The eviction system, which saw a dramatic drop in cases before a federal moratorium expired over the weekend, rumbled back into action Monday, with activists girding for the first of what could be millions of affected tenants to be tossed onto the street.
In Rhode Island, landlords tired of waiting for federal rental assistance were in court hoping to evict their tenants while in Detroit, at least 600 tenants with court orders against them were at immediate risk.
“It’s very scary with the moratorium being over. All they need in Detroit is a landlord to pay for a dumpster,” said Ted Phillips, a lawyer who leads the United Community Housing Coalition.
The Biden administration allowed the federal moratorium to expire over the weekend and Congress was unable to extend it. House Speaker Nancy Pelosi and House Democratic leaders called for an immediate extension, calling it a “moral imperative” to prevent Americans from being put out of their homes during a COVID-19 surge.
In announcing the end of the ban, the Biden administration said its hands were tied after the U.S. Supreme Court signaled the measure had to end. It had hoped that historic amounts of rental assistance allocated by Congress in December and March would help avert an eviction crisis.

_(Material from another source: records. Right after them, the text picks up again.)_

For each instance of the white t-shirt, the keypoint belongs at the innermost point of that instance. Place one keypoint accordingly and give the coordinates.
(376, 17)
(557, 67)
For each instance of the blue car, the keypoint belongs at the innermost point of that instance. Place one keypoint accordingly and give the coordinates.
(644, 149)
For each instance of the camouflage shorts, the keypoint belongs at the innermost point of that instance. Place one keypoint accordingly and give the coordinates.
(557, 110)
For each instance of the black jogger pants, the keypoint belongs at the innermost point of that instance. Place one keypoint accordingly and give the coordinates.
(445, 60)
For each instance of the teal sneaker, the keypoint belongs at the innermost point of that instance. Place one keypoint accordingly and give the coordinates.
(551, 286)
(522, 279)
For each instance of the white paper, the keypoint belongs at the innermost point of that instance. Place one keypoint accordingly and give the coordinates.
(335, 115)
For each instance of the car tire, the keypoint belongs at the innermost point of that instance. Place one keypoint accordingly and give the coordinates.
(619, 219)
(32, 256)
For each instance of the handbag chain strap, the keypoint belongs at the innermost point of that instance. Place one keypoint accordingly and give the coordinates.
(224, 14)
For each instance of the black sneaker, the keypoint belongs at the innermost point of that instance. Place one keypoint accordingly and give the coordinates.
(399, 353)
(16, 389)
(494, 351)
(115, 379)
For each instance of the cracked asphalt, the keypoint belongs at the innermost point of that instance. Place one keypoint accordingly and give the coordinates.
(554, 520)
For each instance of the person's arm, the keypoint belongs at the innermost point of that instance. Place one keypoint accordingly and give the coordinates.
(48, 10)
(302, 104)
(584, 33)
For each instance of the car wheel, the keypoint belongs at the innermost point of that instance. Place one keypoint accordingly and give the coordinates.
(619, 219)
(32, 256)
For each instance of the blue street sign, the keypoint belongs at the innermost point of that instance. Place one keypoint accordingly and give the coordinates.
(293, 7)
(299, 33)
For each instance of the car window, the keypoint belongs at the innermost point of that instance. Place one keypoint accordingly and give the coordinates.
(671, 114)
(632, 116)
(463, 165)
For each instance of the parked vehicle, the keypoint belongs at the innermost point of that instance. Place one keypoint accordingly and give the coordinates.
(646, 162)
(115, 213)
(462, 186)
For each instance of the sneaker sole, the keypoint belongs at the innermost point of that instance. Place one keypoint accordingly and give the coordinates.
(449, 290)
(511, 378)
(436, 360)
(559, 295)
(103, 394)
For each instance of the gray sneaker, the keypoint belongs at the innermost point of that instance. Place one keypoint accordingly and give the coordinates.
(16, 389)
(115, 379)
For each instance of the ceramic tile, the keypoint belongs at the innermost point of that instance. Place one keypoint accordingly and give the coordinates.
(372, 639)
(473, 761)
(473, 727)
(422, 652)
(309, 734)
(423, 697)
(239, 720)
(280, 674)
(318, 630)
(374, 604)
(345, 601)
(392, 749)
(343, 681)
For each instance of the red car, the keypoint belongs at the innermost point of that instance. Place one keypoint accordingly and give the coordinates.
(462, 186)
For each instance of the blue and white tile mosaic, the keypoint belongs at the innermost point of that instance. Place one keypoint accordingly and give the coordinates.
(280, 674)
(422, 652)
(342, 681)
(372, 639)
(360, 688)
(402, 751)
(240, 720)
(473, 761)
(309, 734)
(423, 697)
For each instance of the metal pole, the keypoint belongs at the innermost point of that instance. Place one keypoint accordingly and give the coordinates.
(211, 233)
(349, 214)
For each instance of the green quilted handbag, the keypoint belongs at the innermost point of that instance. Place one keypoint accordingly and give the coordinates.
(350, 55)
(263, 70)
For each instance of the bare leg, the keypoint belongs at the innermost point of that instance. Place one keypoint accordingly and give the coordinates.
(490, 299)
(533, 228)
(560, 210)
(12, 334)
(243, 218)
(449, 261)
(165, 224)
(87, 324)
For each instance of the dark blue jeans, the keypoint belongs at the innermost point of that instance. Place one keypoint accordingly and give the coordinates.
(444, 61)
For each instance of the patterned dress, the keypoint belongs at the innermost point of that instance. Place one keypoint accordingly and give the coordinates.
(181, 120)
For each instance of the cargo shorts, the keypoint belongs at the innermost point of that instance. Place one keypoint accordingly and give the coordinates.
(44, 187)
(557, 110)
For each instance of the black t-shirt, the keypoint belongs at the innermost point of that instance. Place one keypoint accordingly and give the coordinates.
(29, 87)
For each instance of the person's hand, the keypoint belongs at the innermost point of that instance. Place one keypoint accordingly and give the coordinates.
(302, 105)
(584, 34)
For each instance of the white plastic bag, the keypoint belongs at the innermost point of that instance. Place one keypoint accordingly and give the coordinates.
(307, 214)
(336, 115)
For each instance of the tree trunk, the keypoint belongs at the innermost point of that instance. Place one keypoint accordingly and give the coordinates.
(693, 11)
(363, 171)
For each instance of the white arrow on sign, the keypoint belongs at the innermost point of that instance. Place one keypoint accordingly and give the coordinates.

But the distribution has been painfully slow. Only about $3 billion of the first tranche of $25 billion had been distributed through June by states and localities. Another $21.5 billion will go to the states.
More than 15 million people live in households that owe as much as $20 billion to their landlords, according to the Aspen Institute. As of July 5, roughly 3.6 million people in the U.S. said they faced eviction in the next two months, according to the U.S. Census Bureau’s Household Pulse Survey.
Parts of the South and other regions with weaker tenant protections will likely see the largest spikes and communities of color where vaccination rates are sometimes lower will be hit hardest. But advocates say this crisis is likely to have a wider impact than pre-pandemic evictions, hitting families who have never before been behind on rent.
In Rhode Island, Gabe Imondi, a 74-year-old landlord, was in court Monday hoping to get an eviction execution. It’s the final step to push a tenant out of one of four housing units he owns in nearby Pawtucket.
Imondi said he and his tenant have both filed forms for the billions in federal aid meant to help keep tenants in their homes but so far, he says, he hasn’t seen a cent of the state’s $200 million share.